My client brought me a copy of her Equifax report for review. The credit report showed that most of the debts included in her Chapter 7 had the indicia “included in bankruptcy” with a zero balance and no reference to any late pays. So, it appears that in most cases, bankruptcy has the effect of wiping out credit report references to outstanding debt as well as references to late pays. This is important because late pays are a major cause of credit damage. I was actually somewhat surprised to see that the late pays were deleted.

There was one account that we had included in the Chapter 7 that was still showing as an outstanding debt. This is obviously a mistake and I drafted a “challenge letter” disputing this account balance and the associated late pay.

There was one account that had the “included in bankruptcy” indicia but had the late pay information. I drafted a “challenge letter” disputing the late pays.

There were three student loans that had late pay references. There was one 60 day late and two 30 day late pays. I encouraged my client to make every effort to tender all student loan payments timely. I also drafted a “challenge letter” disputing the late pays.

My client wanted to know what she could do to re-establish credit. I suggested that she look into getting a gasoline credit card or a department store card. Unsecured credit that is properly managed is the quickest way to improve one’s credit score.

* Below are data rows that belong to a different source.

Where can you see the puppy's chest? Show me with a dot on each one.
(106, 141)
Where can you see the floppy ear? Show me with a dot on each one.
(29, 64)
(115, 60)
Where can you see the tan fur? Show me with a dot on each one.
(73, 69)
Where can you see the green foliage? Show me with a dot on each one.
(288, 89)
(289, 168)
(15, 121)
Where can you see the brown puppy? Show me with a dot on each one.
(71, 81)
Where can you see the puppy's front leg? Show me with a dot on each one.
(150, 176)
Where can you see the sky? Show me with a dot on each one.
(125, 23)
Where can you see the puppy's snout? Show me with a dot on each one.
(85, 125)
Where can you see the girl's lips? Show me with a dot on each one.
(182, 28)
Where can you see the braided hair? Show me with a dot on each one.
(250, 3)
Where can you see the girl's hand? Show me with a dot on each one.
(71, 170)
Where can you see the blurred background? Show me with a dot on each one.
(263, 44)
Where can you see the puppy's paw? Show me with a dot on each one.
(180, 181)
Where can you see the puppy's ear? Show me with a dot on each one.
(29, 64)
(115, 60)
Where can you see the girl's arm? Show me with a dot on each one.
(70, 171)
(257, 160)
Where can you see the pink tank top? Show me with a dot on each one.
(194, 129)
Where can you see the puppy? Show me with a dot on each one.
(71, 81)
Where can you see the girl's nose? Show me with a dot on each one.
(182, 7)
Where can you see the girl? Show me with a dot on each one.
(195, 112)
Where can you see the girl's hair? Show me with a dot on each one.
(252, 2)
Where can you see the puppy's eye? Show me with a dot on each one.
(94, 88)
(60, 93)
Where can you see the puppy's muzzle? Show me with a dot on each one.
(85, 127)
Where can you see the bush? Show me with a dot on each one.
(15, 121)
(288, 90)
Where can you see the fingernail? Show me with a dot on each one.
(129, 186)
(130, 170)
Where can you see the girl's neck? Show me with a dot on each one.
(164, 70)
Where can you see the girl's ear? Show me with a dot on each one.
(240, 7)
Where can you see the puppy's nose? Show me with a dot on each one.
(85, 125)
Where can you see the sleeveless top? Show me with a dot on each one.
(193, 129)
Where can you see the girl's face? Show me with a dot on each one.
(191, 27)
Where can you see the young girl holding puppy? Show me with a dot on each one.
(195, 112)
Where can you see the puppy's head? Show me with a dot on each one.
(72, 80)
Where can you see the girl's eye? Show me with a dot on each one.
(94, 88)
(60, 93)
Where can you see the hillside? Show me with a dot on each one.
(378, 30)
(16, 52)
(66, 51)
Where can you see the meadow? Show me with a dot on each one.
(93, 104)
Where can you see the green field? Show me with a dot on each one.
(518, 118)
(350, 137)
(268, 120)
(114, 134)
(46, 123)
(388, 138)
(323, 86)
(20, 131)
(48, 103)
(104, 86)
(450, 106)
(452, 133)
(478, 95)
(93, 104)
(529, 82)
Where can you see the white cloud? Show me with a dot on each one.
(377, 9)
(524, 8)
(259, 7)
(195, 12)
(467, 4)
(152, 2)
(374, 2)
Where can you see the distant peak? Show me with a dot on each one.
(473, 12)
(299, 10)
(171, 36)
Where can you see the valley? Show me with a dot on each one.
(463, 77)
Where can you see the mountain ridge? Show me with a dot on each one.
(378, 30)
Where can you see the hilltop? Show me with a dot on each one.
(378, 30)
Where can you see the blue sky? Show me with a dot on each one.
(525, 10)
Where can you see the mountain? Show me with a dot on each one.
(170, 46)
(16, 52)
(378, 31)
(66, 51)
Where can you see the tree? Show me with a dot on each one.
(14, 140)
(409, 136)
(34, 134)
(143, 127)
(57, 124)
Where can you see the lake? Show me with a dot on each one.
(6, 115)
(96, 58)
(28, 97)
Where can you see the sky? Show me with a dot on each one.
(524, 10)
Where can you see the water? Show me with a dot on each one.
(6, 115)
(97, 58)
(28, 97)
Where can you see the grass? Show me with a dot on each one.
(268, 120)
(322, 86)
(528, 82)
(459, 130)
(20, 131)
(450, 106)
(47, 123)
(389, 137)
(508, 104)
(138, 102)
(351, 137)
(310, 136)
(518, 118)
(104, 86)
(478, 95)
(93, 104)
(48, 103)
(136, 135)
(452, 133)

Finally, I noted to my client that we only had the Equifax report on hand and that she needed to request credit reports from Experian and Trans Union.

My client advised me that she and her husband hoped to be able to qualify for a house within the next year. I suggested that she contact a mortgage broker for more information about rates and credit scores in the current market.

Interestingly, my client advised me that her husband, who did not file bankruptcy, but participated in a payment plan with his creditors, actually had a lower credit score than she (the bankruptcy client) had. Interesting.

The bottom line is that we found one definite error and several areas ripe for challenge.  I hope and expect that we can increase her credit score by 100 points within the next few months.

I will update this blog entry as we see what effect the challenge letters and my advice will have.